Nach einer knappen Stunde erreichten die Gläubigen die Grotte Tràchina. Seit Archäologen Spuren aus der Bronzezeit fanden, war sie – zu Ruhm gekommen – Zeugnis einer prähistorischen Kultur. Ihr Eintritt lag dreißig Meter in steiler Höhe oberhalb des Weges. Dornenbüsche überwucherten den schmalen, kaum erkennbaren Zugang.

Domenica ließ sich nicht davon beeindrucken. Sie visierte ein geeignetes Stückchen Land oberhalb des Weges für die Zeremonie an und ermutigte einige Pilger, sie zu begleiten. Ein Bursche, den Gianni nie gesehen hatte, stellte einen Klapptisch auf. Die kleine Madonna aus Lourdes fand dort ihren Platz. Domenica füllte Wasser in den dekorativen Krug auf dem Tisch. Alle anderen setzten sich unten am Wegrand auf die Erde und verfolgten aufmerksam das Geschehen. Nacheinander erklommen Frauen das unwegsame Terrain bis zu Domenica, die Kopf, Oberkörper und Hände mit geschlossenen Augen abtastete und ihnen ein paar Sätze zuflüsterte. Mit zufriedenem Gesichtsausdruck überließ die Ratsuchende der Nächsten den Platz. Während dieser kurzen Unterbrechungen goss der Junge Wasser über Domenicas Hände und reichte ihr anschließend ein Tuch. Der Krug erfuhr eine mythische Wandlung: Unter den Augen der andächtigen Zuschauer wurde er zum Lavabo für die rituelle Waschung. Die Priesterin vor ihrem Tempel. Unerwartet brachen die Sommergrillen ihr Konzert ab. Die Stille berührte die Seelen der Gläubigen und verlieh ihnen eine tiefe innere Ruhe und die Bestätigung, dass Hoffnung existierte.

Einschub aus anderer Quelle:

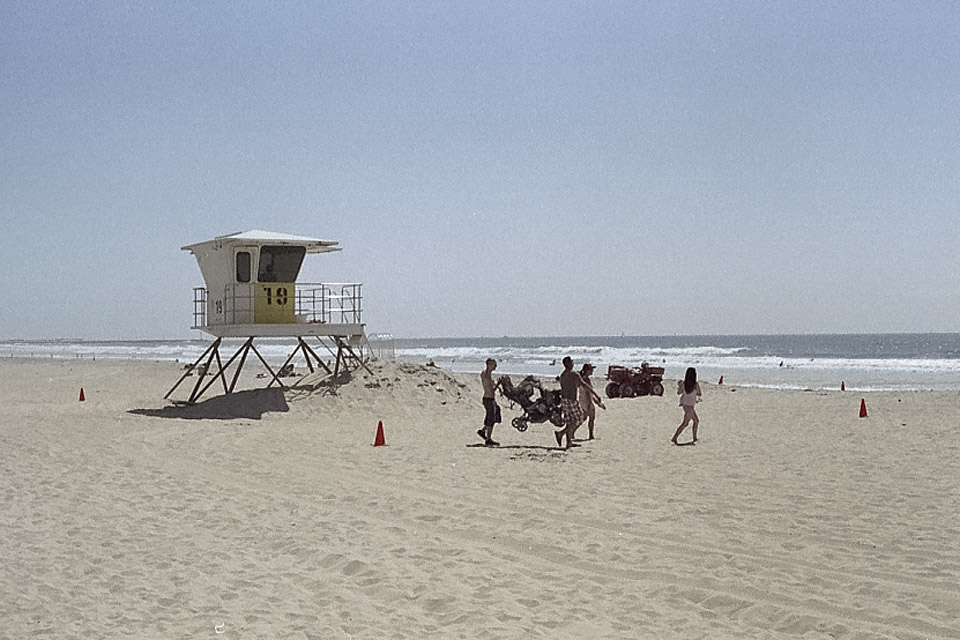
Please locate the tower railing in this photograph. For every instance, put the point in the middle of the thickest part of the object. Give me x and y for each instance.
(314, 303)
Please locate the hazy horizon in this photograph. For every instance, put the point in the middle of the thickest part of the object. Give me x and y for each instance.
(491, 168)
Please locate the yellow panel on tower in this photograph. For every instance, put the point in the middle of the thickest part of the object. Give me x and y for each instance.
(273, 303)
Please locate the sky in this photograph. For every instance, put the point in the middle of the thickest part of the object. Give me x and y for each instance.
(489, 168)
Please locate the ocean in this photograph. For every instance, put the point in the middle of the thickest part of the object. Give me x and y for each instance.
(862, 362)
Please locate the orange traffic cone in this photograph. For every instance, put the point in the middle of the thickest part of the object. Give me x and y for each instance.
(379, 441)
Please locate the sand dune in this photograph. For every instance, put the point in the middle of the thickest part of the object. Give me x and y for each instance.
(270, 515)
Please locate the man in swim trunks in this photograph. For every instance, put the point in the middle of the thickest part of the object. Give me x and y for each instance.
(492, 410)
(573, 414)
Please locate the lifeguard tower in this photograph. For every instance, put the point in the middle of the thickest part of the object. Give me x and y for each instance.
(252, 292)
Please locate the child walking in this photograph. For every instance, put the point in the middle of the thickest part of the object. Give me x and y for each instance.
(689, 391)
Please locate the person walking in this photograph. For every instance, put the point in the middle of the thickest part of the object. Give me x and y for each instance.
(588, 397)
(689, 391)
(573, 415)
(490, 406)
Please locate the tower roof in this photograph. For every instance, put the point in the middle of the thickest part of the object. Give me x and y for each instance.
(259, 237)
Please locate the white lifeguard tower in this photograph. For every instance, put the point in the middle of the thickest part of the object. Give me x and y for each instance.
(252, 291)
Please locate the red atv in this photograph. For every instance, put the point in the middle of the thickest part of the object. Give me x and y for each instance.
(629, 382)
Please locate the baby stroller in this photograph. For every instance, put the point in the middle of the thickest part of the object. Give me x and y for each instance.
(546, 407)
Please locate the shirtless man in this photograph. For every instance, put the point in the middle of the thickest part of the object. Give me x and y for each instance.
(573, 415)
(492, 410)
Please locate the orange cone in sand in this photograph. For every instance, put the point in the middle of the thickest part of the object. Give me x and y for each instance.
(379, 441)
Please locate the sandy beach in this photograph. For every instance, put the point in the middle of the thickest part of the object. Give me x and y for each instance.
(269, 514)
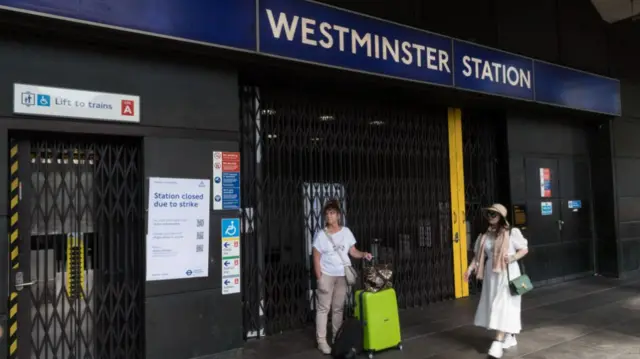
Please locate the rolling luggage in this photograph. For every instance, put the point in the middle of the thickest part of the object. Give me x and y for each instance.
(378, 313)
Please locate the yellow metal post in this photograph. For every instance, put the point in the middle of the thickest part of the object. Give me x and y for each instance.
(458, 215)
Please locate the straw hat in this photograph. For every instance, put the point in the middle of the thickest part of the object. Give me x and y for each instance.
(499, 209)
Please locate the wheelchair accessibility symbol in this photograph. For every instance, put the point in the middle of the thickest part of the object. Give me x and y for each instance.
(230, 227)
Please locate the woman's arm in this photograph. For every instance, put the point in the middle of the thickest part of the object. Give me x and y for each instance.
(316, 264)
(519, 255)
(355, 253)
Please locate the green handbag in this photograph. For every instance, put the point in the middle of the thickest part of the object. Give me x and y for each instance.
(520, 285)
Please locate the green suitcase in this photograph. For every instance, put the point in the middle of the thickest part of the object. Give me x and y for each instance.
(378, 313)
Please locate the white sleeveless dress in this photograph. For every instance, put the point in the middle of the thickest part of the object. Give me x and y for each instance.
(498, 308)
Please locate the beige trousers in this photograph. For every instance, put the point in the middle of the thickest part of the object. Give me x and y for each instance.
(331, 294)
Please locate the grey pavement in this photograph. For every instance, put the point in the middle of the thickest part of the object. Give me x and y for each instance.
(594, 318)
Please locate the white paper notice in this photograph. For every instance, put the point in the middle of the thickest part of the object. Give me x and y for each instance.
(178, 228)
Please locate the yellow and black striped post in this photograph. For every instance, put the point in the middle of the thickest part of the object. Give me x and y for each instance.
(14, 244)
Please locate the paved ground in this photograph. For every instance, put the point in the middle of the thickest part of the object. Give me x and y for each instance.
(588, 319)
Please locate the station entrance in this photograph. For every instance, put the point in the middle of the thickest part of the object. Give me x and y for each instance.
(386, 162)
(76, 248)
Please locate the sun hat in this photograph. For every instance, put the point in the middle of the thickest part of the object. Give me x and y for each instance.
(500, 209)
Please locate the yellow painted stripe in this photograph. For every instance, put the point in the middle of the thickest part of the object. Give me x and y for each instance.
(453, 179)
(13, 329)
(456, 169)
(13, 347)
(461, 201)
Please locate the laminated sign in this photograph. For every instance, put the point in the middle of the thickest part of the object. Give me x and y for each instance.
(226, 180)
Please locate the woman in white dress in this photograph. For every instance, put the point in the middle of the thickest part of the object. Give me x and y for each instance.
(500, 246)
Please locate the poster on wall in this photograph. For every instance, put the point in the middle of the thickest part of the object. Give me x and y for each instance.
(226, 180)
(546, 208)
(178, 228)
(545, 182)
(230, 253)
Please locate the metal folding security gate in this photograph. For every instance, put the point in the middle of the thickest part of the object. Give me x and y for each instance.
(76, 248)
(388, 165)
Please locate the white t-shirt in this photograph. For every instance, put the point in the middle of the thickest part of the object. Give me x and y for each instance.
(330, 262)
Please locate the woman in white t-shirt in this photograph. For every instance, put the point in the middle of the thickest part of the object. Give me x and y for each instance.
(328, 263)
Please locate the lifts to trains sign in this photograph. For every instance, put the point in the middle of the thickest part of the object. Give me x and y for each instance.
(324, 35)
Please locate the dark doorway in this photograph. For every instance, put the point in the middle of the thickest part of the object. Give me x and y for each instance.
(559, 217)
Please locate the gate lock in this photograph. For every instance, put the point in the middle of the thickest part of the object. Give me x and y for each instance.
(20, 284)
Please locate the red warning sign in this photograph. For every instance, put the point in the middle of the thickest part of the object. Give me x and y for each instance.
(127, 108)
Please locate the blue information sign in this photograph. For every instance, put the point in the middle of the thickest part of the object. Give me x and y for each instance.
(320, 34)
(316, 33)
(561, 86)
(217, 22)
(482, 69)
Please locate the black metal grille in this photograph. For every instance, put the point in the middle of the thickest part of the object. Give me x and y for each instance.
(388, 165)
(86, 250)
(481, 144)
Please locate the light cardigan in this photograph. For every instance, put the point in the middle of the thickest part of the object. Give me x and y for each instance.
(500, 250)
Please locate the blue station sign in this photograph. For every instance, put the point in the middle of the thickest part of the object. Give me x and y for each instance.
(319, 34)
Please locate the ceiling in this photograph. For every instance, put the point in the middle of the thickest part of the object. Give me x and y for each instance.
(616, 10)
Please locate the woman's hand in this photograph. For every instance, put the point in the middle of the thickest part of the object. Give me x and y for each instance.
(508, 259)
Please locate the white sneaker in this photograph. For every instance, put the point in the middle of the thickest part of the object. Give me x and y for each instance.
(496, 350)
(324, 347)
(509, 341)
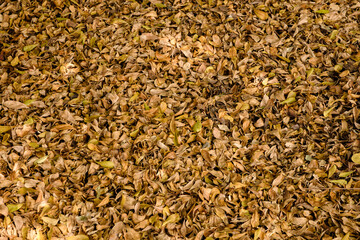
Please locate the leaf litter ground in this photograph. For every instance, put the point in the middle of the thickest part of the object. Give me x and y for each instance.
(179, 119)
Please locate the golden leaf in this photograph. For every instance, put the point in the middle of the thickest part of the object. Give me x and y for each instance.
(261, 14)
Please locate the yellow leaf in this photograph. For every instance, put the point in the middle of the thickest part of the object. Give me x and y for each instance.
(197, 126)
(339, 181)
(160, 5)
(322, 11)
(93, 147)
(50, 221)
(78, 237)
(41, 160)
(328, 112)
(289, 100)
(28, 48)
(257, 233)
(14, 207)
(356, 158)
(134, 97)
(14, 62)
(346, 237)
(333, 34)
(332, 170)
(106, 164)
(310, 72)
(173, 218)
(345, 174)
(4, 129)
(261, 14)
(284, 58)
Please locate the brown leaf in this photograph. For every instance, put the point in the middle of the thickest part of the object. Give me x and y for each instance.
(15, 105)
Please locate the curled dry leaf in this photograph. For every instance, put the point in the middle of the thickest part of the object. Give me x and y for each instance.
(15, 105)
(179, 119)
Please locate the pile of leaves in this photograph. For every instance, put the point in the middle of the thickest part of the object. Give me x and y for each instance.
(179, 119)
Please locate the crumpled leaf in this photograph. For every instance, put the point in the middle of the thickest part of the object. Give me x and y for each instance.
(14, 207)
(197, 126)
(261, 14)
(173, 218)
(28, 48)
(106, 164)
(4, 129)
(51, 221)
(78, 237)
(356, 158)
(15, 105)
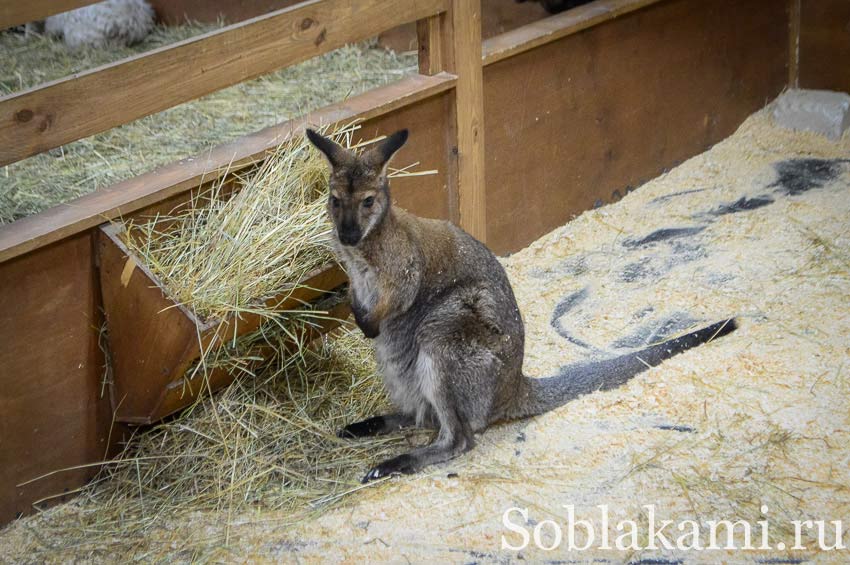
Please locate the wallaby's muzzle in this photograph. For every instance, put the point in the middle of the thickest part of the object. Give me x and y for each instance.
(349, 235)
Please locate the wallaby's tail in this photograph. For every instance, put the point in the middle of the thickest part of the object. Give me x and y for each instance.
(572, 381)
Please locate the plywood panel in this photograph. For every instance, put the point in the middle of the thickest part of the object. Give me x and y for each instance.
(825, 44)
(52, 414)
(429, 144)
(606, 108)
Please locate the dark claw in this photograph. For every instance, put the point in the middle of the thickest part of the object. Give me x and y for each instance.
(401, 465)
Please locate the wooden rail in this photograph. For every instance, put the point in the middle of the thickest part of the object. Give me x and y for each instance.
(78, 106)
(17, 12)
(553, 28)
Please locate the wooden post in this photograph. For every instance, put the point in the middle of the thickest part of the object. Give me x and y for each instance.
(794, 44)
(452, 42)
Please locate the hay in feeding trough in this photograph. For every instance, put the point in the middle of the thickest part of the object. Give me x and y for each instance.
(266, 443)
(225, 253)
(64, 173)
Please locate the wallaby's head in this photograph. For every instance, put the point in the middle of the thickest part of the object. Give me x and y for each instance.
(359, 197)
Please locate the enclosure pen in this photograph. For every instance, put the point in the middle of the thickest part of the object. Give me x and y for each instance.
(523, 132)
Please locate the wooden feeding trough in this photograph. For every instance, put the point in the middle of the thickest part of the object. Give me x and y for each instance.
(154, 341)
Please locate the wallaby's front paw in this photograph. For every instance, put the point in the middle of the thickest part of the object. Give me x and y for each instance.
(401, 465)
(371, 331)
(369, 328)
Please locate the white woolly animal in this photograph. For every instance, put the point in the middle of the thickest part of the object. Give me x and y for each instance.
(121, 22)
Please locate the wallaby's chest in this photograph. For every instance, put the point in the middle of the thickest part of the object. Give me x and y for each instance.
(362, 277)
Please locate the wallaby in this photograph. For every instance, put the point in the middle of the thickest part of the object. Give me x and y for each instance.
(449, 339)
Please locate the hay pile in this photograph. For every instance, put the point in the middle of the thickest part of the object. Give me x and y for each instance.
(70, 171)
(267, 442)
(225, 253)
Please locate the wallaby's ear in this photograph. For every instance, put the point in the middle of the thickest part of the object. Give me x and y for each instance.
(384, 150)
(336, 153)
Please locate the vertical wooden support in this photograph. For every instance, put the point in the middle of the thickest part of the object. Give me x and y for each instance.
(452, 42)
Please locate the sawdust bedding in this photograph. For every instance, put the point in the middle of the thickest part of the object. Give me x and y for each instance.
(759, 228)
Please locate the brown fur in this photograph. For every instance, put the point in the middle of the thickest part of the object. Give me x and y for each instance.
(449, 339)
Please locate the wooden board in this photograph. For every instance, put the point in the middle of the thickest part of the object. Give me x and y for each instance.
(145, 190)
(825, 44)
(177, 12)
(52, 412)
(497, 17)
(469, 116)
(596, 112)
(17, 12)
(550, 29)
(59, 112)
(428, 121)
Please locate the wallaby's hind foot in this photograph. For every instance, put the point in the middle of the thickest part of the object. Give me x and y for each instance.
(408, 463)
(376, 425)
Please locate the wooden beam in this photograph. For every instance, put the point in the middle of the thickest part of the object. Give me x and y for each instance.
(553, 28)
(17, 12)
(68, 109)
(469, 109)
(139, 192)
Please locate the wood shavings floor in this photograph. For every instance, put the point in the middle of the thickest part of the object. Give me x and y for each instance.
(759, 228)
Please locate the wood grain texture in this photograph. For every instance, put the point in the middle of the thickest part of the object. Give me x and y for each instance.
(52, 414)
(59, 112)
(145, 190)
(497, 17)
(555, 27)
(825, 44)
(612, 106)
(469, 114)
(17, 12)
(429, 144)
(177, 12)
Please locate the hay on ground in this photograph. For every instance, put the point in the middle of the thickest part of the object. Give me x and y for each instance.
(64, 173)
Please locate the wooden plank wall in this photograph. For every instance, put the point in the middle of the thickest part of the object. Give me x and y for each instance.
(825, 44)
(590, 115)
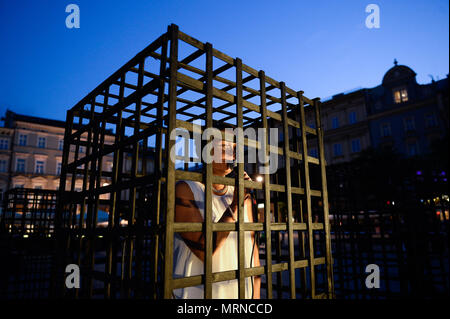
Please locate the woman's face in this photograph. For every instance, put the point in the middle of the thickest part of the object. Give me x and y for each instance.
(227, 152)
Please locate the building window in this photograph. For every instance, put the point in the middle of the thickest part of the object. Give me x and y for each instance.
(430, 120)
(356, 145)
(400, 95)
(20, 165)
(23, 139)
(385, 129)
(61, 145)
(313, 152)
(3, 165)
(4, 145)
(41, 142)
(412, 149)
(337, 149)
(39, 167)
(334, 122)
(409, 123)
(352, 118)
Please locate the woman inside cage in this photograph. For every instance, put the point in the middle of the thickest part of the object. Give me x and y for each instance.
(189, 247)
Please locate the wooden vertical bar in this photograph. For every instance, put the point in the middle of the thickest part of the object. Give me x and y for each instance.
(156, 193)
(92, 199)
(134, 171)
(240, 179)
(307, 188)
(288, 192)
(170, 184)
(208, 175)
(326, 218)
(267, 215)
(298, 142)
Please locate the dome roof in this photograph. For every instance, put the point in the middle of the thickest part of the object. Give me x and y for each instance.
(398, 73)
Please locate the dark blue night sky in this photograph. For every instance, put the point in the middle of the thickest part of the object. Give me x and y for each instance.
(321, 47)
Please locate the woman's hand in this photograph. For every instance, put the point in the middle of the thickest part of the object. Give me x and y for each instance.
(234, 203)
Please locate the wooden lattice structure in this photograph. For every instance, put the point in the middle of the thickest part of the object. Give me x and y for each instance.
(179, 82)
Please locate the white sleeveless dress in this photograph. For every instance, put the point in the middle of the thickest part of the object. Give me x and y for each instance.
(186, 264)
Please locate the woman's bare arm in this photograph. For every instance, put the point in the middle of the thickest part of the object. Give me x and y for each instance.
(186, 211)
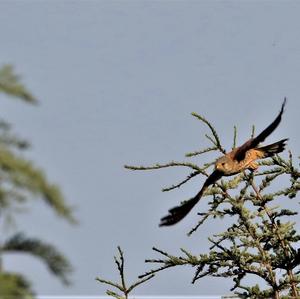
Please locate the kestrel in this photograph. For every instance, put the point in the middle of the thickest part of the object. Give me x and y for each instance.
(239, 159)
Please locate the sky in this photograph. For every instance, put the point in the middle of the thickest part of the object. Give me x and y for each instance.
(117, 82)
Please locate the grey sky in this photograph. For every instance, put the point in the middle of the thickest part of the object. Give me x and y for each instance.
(117, 81)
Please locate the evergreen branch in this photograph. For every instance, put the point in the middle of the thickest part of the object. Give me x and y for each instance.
(55, 261)
(11, 85)
(170, 164)
(119, 260)
(216, 137)
(206, 150)
(14, 285)
(24, 175)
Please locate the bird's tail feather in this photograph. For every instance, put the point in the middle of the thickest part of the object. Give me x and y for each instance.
(179, 212)
(274, 148)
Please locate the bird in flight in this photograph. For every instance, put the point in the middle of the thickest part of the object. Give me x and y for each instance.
(236, 161)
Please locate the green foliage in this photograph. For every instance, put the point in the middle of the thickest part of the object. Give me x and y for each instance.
(57, 264)
(11, 85)
(261, 239)
(21, 181)
(122, 286)
(14, 286)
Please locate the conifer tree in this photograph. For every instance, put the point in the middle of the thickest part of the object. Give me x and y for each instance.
(260, 240)
(20, 182)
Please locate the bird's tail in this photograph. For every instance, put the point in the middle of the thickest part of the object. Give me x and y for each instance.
(179, 212)
(274, 148)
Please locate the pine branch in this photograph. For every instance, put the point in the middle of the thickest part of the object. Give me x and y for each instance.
(11, 85)
(119, 260)
(55, 261)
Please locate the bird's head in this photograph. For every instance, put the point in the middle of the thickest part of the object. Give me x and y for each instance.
(223, 164)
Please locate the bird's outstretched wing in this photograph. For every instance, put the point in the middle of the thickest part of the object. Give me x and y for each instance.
(179, 212)
(253, 142)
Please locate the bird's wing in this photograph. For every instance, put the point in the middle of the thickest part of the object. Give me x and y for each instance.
(253, 142)
(179, 212)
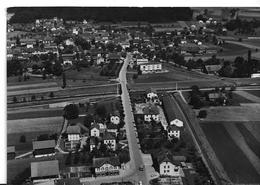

Gianni stand abseits und betrachtete eingehend jeden Einzelnen. Er stutzte. Ein unscheinbarer Mann mittleren Alters mit unauffälligem Babygesicht in dunklem Anzug – für die Sommerhitze ungeeignet – an einem Baum lehnend, beobachtete mit ausdruckslosem Gesicht das Geschehen. Gianni verfolgte die Blickrichtung und realisierte, dass der Fremde jede Geste seiner Frau aufmerksam registrierte. – Wer war dieser Kerl?